Since their creations in March and August of 2014 respectively, 18F and the U.S. Digital Service (USDS) have worked to carve out their own space between traditional government technology services and private industry. In recent months, both organizations have been focused on permanently institutionalizing their roles. However, this process has also raised questions regarding their value, which was the focus of a June U.S. Government Accountability Office report.

The House subcommittees on Government Operation and Information Technology hosted an oversight hearing on June 10 to explore the GAO’s findings. Participants included David Powner, Director of IT Management Issues at GAO; Mikey Dickerson, Administrator at USDS; Phaedra Chrousos, Commissioner of Technology Transformation Service at the General Services Administration; Trey Hodgkins, Senior Public Sector Vice President at the Information Technology Alliance for Public Sector; and David LeDuc, Senior Director of Public Policy at the Software & Information Industry Association.

What has succeeded?

The general consensus among the representatives and the panel members was that 18F and USDS are making positive changes in government. This is, in large part, thanks to their work to shake up traditional government technology culture. Both groups have worked to incorporate some of the best features of the private sector (such as flexibility and fast-paced innovation) into their government work. The benefits have been significant. Not only have 18F and USDS assisted in major technology renovations for a number of agencies, but they’ve also have recruited highly talented individuals into government work.

Where can they improve?

Despite the examples of success, the GAO report noted some critical places for improvement. First, a major area of concern for the USDS going forward is their relationship with agency chief information officers (CIOs). Under FITARA, the CIO is supposed to be the ultimate authority on technology acquisition. Because the USDS model requires them to “parachute” in to save imperiled technology projects, establishing a positive and equal working relationship between USDS teams and the local CIO has been difficult. USDS head Mikey Dickerson acknowledged this challenge at the hearing and reaffirmed his commitment to develop more detailed charters with each of their partner agencies to clearly specify their relationship with CIOs.

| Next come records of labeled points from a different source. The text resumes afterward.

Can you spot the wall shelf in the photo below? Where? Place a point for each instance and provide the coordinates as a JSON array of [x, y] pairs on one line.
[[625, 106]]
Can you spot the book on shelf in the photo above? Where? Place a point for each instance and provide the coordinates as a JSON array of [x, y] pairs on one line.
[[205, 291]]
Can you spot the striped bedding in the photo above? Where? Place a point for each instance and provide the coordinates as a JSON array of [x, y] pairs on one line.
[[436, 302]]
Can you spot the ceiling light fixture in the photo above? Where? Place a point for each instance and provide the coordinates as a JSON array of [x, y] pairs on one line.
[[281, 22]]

Although 18F’s future has become more secure since it was officially institutionalized under the Technology Transformation Service within GSA, the payment structure to support their endeavors is still unstable. Unlike USDS, which receives a yearly budget, 18F functions more like a private industry firm and charges each customer for individual services. However, 18F has not yet broken even, and its main challenge going forward is achieving cost recovery. Fortunately, the group has a number of plans to achieve this goal, and the GAO report agreed with 18F that their most likely date of future solubility is in 2019.

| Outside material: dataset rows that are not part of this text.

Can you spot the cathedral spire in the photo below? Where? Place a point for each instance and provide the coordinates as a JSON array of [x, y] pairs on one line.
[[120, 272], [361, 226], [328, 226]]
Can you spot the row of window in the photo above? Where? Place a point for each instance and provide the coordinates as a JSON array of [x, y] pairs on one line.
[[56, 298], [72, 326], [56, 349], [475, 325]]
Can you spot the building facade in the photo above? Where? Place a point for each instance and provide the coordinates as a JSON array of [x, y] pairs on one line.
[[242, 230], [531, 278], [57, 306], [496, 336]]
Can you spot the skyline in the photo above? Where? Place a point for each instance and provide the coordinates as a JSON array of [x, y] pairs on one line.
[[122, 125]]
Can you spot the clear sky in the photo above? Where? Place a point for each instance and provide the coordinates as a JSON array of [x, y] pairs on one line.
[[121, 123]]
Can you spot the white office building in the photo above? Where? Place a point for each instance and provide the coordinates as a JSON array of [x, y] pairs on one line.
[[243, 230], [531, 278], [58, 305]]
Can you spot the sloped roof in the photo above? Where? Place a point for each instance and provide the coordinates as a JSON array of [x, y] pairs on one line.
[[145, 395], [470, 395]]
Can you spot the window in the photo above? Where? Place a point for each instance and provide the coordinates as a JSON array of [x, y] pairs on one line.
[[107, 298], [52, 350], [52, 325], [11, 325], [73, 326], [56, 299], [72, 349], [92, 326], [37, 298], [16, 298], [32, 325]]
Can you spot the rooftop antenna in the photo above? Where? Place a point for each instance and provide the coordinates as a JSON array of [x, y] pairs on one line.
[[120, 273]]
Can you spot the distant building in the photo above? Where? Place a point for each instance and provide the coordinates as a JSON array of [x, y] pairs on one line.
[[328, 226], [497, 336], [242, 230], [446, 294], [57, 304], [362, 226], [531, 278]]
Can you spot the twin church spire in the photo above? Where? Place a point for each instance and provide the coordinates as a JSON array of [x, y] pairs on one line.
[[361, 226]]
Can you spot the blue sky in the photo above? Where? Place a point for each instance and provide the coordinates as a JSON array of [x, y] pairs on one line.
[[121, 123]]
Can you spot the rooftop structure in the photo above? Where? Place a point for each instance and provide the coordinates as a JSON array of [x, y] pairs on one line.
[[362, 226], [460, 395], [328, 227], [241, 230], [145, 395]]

Both groups should also work to be more transparent about their tactics and contracts. Industry experts Hodgkins and LeDuc highlighted the favored position both groups enjoy with government agencies, and cautioned the committee to be wary of unfair advantages. In order to satisfy their industry partners, 18F and USDS will have to be open about their motives and methods.

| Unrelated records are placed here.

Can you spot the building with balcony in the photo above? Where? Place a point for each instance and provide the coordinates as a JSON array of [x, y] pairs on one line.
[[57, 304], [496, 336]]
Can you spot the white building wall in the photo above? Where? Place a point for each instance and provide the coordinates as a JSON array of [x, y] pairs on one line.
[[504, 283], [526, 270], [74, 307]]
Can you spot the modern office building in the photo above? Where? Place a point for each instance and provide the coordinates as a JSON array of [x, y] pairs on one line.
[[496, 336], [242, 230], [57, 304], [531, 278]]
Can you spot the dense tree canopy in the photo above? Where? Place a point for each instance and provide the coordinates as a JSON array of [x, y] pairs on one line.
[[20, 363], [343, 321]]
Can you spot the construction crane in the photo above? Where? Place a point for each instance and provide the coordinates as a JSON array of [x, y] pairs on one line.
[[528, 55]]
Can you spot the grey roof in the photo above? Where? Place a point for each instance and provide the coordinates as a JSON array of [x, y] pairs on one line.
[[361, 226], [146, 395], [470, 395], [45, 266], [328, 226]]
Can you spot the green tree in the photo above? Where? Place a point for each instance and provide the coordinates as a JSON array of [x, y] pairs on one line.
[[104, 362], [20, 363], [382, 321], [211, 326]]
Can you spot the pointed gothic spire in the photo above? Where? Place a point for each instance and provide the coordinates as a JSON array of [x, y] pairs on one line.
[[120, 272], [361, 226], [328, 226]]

What did the hearing accomplish?

The hearing made it clear that there are many stakeholders invested in the success of both organizations. Both the representatives at the meeting as well as the government and industry officials all noted the value of the two groups, provided that they can collaborate effectively with existing agencies and companies. Ultimately, everyone is working toward the same goal: to make it easier for the government to update and acquire new, innovative and effective technology.